Given pervasive generational stereotypes, new CS grads may need to recognize and overcome the biases listed below in order to win their first job.
Stereotype: Centennials are the New Millennials
Employers may not recognize the distinction between your values and those of the graduates they hired a few years ago.
“A tech manager may peg you as just another optimistic dreamer who expects big paychecks, titles and generous PTO unless you explain that you’re coming from a totally different place,” explained Ryan Kahn, career coach and founder of The Hired Group.
Counteraction: If the hiring manager seems to doubt your work ethic, drive or expectations, use education and facts to alter his or her opinion. Explain that your generation has grown up in economically tumultuous times, which has given you realistic aspirations and the expectation that you’ll have to work harder than previous generations.
“Point to your track record of internships, student projects and memberships in tech clubs and organizations as proof that you are used to working hard and don’t expect things to be handed to you,” Kahn said.
“Don’t focus on ‘What’s in it for me,’” Hay advised. “Emphasize what you can contribute and how you plan to take problems off the shoulders of your manager.”
Stereotype: Centennials Aren’t Team Players
Gen Z-ers are viewed as individualists who prefer to work independently. For a manager who utilizes a collaborative, team-oriented process, your autonomous spirit could prove a red flag.
Counteraction: Communicating a “we” versus “me” approach can help calm a manager’s fears.
In other words, don’t say, “Here’s what I did” to describe projects or work experience, or overemphasize the app or website you built on your own, advised LaunchingU partner Emily Porschitz: “Be ready to explain how your role and accomplishments fit into the big picture and benefited the entire team.”

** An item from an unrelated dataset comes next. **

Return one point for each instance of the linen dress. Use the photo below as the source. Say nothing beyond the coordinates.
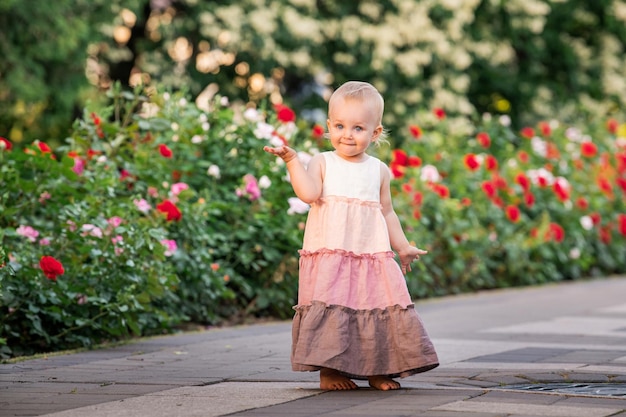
(354, 311)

“Give credit to your team when citing awards or achievements,” Kahn added. “And balance examples of solo projects with examples of team-based accomplishments.”

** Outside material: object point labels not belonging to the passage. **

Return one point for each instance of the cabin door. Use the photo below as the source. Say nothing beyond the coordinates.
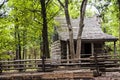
(87, 50)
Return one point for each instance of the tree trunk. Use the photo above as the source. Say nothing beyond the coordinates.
(81, 25)
(24, 44)
(17, 42)
(45, 30)
(71, 40)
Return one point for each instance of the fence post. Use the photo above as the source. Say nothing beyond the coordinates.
(96, 73)
(0, 67)
(43, 63)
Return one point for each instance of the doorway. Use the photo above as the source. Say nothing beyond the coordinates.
(87, 50)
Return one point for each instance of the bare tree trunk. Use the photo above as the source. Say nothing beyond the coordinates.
(24, 44)
(71, 40)
(45, 30)
(81, 25)
(17, 42)
(119, 23)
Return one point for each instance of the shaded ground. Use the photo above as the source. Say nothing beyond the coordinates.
(39, 75)
(109, 76)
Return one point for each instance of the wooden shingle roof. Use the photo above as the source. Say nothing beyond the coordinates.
(91, 30)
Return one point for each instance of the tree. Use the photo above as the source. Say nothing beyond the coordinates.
(81, 25)
(45, 29)
(71, 40)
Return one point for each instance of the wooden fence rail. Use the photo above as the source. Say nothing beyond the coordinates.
(98, 63)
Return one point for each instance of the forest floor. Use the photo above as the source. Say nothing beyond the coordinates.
(104, 76)
(109, 76)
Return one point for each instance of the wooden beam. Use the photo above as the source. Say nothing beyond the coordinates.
(92, 49)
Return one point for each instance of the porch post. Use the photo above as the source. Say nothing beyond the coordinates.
(92, 49)
(67, 52)
(114, 47)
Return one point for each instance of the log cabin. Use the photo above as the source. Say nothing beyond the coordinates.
(93, 38)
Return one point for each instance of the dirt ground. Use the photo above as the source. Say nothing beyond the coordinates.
(109, 76)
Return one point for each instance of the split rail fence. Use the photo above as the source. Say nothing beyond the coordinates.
(103, 63)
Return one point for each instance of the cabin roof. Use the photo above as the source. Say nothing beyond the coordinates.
(91, 31)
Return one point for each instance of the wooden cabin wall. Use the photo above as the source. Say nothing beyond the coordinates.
(98, 47)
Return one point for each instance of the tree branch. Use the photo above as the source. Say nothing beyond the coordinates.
(61, 3)
(48, 1)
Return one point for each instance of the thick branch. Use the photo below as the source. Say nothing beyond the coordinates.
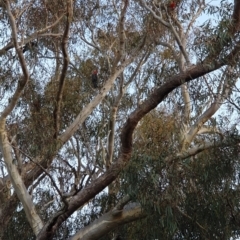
(17, 182)
(57, 110)
(109, 221)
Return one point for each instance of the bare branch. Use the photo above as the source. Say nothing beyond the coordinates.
(57, 110)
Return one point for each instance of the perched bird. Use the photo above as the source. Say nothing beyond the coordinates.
(95, 79)
(29, 46)
(172, 5)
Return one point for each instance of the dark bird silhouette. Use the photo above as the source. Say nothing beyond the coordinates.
(28, 46)
(95, 79)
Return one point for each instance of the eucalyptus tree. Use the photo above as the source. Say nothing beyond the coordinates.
(67, 146)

Stereotype: Centennials Lack Focus and Loyalty
The age of smartphones has produced a generation of workers with average attention spans of just eight seconds. As a result, employers are legitimately concerned that new grads lack the ability to focus and drill down when tackling complex issues.
Counteraction: First, demonstrate your detail-oriented nature by using facts and data to illustrate projects, work experience and accomplishments in your C.V., project addendum and interview stories. And remember to carefully proofread any documents you provide.
Next, describe situations that required tenacity, perseverance and the ability to focus on long-term goals. For example, if you juggled work and school and overcame hardships to earn your degree, or stuck with a food-service job because you didn’t want to leave your team in the lurch, showcase those life events during interviews.
Stereotype: Centennials Play by Their Own Rules
Although shunning a “We’ve always done it this way” culture may spawn innovation and creative solutions, managers worry that new grads will look for workarounds or shortcut processes without permission.
Counteraction: Commit to being a student of “As is,” Hay said, before suggesting new ideas: “When providing examples of innovative solutions you’ve developed, demonstrate respect for hierarchy, by explaining how you discovered and gained an understanding of the problem first.”